LAOS - NORTH KOREAN REFUGEES
Three young North Korean refugees, currently held in prison in the Lao capital Vientiane, are facing the threat of deportation back to North Korea. As Ron Corben reports from Bangkok, international aid and human rights groups are trying to have the three sent to Thailand from where they could travel on to South Korea.
Lao officials arrested the three young North Koreans late last year as they attempted to cross the Mekong River border between Laos and Thailand.
The brother and sister, aged 12 and 13, and a 17-year-old girl, remain in a Lao prison.
Like many other North Koreans fleeing the impoverished communist state, they had reportedly crossed into China after losing their parents to famine in the late 1990s.
Human rights sources say the three were given three-month jail sentences in November for entering Laos illegally, and that North Korean officials visited them in jail.
A Japan-based group that cares for North Korean refugees, called Life Funds for North Korean Refugees, received letters from the young Koreans earlier this month.
Kato Hiroshi, Secretary-General of Life Funds, says the North Korean officials told the children they faced severe punishment once they are sent back to North Korea.
"So the three children are very much frightened and shocked. They were in a panic and wrote a letter to us (saying) "We don't want to go, we don't want to go, please help us. They are appealing each by each in a written form in a small piece of paper."
Life Funds organized a press conference in Tokyo, has appealed to the United States for help, and sent a petition to the Lao Embassy in Tokyo.
South Korea's foreign ministry said Tuesday it was "doing its best" to help North Korean refugees wherever they are. But officials refused to make comments on this case.
Diplomats say that talks are underway in Vientiane between Lao officials, the South Korean Embassy and the United Nations. Lao government officials were unavailable for comment on Tuesday.

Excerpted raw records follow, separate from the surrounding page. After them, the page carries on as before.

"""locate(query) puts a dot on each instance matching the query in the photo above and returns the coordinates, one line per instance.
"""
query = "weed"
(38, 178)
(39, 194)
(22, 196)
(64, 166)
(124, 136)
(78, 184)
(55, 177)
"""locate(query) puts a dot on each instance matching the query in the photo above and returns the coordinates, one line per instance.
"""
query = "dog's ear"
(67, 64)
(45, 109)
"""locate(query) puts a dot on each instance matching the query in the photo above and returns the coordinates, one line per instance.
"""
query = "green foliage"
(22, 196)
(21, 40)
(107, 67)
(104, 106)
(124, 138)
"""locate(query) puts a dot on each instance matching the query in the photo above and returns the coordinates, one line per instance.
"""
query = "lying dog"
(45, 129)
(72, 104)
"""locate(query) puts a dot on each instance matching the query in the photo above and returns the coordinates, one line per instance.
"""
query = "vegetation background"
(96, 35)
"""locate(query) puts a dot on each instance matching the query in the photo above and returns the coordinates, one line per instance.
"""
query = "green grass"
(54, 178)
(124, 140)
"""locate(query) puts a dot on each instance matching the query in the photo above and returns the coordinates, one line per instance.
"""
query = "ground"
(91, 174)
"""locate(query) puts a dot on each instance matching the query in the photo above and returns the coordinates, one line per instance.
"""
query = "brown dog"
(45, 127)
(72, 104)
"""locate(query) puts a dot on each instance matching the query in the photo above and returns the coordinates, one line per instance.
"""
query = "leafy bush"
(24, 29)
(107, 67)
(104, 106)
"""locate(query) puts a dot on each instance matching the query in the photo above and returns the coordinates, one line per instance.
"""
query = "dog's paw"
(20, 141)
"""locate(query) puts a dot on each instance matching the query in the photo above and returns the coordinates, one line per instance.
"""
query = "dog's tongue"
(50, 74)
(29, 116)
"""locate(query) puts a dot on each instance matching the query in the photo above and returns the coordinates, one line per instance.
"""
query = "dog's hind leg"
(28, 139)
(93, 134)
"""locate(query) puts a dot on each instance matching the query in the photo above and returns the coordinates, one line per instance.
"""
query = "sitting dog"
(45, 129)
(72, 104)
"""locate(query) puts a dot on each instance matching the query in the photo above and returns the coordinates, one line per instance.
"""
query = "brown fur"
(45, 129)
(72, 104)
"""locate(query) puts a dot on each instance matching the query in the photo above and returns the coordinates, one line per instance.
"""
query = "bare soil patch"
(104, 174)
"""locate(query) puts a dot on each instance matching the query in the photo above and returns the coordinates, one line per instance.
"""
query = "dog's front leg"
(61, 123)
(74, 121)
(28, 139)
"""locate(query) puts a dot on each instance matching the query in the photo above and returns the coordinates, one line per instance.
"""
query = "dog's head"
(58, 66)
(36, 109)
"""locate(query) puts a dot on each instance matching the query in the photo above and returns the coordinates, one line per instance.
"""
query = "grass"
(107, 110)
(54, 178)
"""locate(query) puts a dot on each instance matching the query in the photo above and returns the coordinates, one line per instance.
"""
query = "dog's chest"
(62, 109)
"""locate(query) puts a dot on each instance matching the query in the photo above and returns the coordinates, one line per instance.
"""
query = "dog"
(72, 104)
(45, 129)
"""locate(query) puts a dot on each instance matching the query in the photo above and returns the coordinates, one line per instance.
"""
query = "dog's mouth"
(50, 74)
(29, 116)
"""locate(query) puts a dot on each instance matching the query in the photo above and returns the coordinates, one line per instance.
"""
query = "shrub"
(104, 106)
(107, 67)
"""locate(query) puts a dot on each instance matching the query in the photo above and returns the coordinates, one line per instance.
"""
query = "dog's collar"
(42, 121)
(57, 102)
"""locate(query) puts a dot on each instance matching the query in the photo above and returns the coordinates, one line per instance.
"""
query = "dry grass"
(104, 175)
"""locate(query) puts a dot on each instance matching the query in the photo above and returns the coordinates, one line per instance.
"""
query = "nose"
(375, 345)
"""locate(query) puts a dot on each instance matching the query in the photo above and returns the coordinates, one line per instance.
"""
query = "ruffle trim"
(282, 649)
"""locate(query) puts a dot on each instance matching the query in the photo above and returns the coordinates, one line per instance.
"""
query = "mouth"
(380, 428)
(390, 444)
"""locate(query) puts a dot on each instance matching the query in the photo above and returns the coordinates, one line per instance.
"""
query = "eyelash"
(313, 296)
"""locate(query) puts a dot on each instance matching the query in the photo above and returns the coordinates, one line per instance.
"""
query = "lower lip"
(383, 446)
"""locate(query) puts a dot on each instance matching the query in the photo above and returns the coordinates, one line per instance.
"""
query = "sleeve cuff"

Life Funds' Hiroshi hopes that once Lao New Year celebrations are over this week the three children may be released. But he remains cautious.
In Thailand increasing numbers of North Koreans have arrived in the past few years where the government's policy has been to have the refugees detained briefly before they are sent abroad, mostly to South Korea. Each country deals with the North Korean refugees differently.
In August last year, Thai police detained 175 North Koreans at a house in Bangkok. They had traveled through China and Burma to Thailand.
Diplomatic sources in Vientiane say Lao officials have been accused of seeking bribes and other payments from North Koreans who travel through Laos, despite an understanding with North Korea to detain the refugees for deportation.
Tens of thousands of North Koreans have escaped to neighboring China and travel on to Mongolia or Southeast Asia. China has been criticized for its policy of deporting refugees back to North Korea.